Once Ghaffar reached high school, she experienced more racial tension being in a predominantly white school in Fayetteville.

"The issues that they we're having these racist Thanksgiving assemblies, having students dress up as pilgrims and Indians and displaying an inaccurate account of history just like everywhere else in the country, but I was not going to let that happen at my school" Ghaffar said.

Ghaffar decided to participate in assembly and use it as an opportunity to educate on her Lumbee culture. She faced backlash from fellow students and faculty.

It was during college that Ghaffar was encouraged by her family and mentors to use her voice to fight against injustice, and learned that her voice was one of her greatest tools.

"From both sides of family I have people that have just shown me to raise your voice and use your voice," Ghaffar said. "I just had these great examples of people in my life.

Speaking out MMIW

Ghaffar joined the Missing and Murdered Indigenous Women movement after hearing of Rhonda Jones, Megan Oxendine and Christina Bennett were found dead in Lumberton in 2017.

"Just hearing about three women being found within weeks were alarming and sickening," Ghaffar said.

Her mother, Bobby Jacobs-Ghaffar, educated her on the MMIW movement, which originated in Canada, and was established to shed light on the habitual occurrence of American Indian women going missing or being murdered, the reasons, and address the lack of public attention these incidents receive.

"I was just so heartbroken about it," Ghaffar said.

While a graduate student at Georgetown, Ghaffar was granted her first opportunity to speak.

"I decided to decided to talk about those three cases in Lumberton at the Indianapolis Women's March in 2018," she said.

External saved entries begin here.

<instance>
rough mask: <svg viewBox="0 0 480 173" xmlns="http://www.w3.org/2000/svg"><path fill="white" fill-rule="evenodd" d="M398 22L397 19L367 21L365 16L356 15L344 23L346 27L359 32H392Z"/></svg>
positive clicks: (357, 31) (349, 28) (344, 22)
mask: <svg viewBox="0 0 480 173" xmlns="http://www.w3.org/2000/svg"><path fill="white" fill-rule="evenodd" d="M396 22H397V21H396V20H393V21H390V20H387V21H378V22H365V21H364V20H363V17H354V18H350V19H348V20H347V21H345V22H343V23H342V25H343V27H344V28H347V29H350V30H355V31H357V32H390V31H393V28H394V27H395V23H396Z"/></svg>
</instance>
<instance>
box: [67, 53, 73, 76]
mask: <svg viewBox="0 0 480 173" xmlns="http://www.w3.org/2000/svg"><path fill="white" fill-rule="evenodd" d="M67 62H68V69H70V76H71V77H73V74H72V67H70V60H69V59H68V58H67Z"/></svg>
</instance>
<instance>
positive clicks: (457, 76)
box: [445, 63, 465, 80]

Her speaking first made speaking a struggle, Ghaffar said.

"It was a big challenge for me but I felt I like I was doing it for them and their families and it gave me confidence and more power," Ghaffar said. "I was like I have to say this. I have the chance to talk about those stories in Robeson County so I need to use that platform."

Good Medicine Woman

While obtaining her masters degree in integrative medicine at Georgetown University, Ghaffar was taught to synthesize information instead of memorizing.

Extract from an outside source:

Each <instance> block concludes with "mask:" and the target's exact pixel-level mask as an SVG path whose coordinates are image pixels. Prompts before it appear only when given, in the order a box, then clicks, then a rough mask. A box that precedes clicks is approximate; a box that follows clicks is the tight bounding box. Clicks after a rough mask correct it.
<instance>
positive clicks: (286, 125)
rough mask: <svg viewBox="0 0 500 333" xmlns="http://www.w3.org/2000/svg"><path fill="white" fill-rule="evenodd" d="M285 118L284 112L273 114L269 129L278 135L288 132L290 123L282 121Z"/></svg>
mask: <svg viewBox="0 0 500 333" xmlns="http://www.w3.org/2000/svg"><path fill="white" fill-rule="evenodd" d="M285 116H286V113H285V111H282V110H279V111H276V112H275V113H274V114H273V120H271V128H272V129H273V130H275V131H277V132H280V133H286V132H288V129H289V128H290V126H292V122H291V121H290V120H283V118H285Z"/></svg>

"I didn't know what that meant," Ghaffar said at the time.

This concept is what led to Ghaffar focusing on some of the gaps in integrative medicine.

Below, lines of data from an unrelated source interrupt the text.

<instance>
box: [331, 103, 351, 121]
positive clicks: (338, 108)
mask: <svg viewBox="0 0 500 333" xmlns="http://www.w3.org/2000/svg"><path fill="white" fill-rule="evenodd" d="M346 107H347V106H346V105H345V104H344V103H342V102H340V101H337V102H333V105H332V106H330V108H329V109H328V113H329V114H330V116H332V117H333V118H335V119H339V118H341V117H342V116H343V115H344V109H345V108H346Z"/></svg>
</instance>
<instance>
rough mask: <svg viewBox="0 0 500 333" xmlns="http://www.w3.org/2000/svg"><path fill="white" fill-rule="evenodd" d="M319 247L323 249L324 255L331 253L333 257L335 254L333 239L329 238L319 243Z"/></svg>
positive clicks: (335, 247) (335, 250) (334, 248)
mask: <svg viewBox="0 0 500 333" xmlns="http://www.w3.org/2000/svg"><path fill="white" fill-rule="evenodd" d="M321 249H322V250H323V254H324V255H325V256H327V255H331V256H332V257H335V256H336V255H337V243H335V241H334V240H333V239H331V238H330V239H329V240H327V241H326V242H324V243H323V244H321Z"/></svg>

"There's a lot of indigenous modalities that are being used in the integrative medicine field but the people going in to teach those modalities weren't from those backgrounds and then indigenous medicine wasn't mentioned hardly at all," Ghaffar said.

"There's an irony about how indigenous modalities and indigenous knowledge get used for profit, gets used in the Western world but indigenous people don't always get credit for it," she added. "When I say credit, I mean they don't get financially compensated. They don't even get credit for laying the foundation for what is Western research so that's kind of what pushed me to start writing about that from that perspective."

Then Good Medicine Woman came about.

Good Medicine Woman is an indigenous art and consulting company that "prioritizes advocacy for Indigenous rights and social change."

"That was my initial goal but just like addressing socio economic and racial issues became like another part of it because everything is connected," Ghaffar said.

Good Medicine

Breaths Together for a Change

In addition to being Domestic Violence and Sexual Assault advocate, Ghaffar serves as the primary researcher for Breaths Together for a Change, what she describes as an Indigenous-centric meditation program that focuses on using somatic literacy that addressed "faulty alarms to address bias, bigotry, and hate, and also to heal historical trauma.

"Our whole model centered around stopping perpetration in addition to healing trauma because we often times hear that people should just heal their trauma and get over it but the perpetration continues and we just keep getting retraumatized and we're forced to be stuck in this whole healing loop."

Ghaffar said Breaths Together for Change is still in its pilot stages.

"But, hopefully in the future we will be doing more with that," Ghaffar said.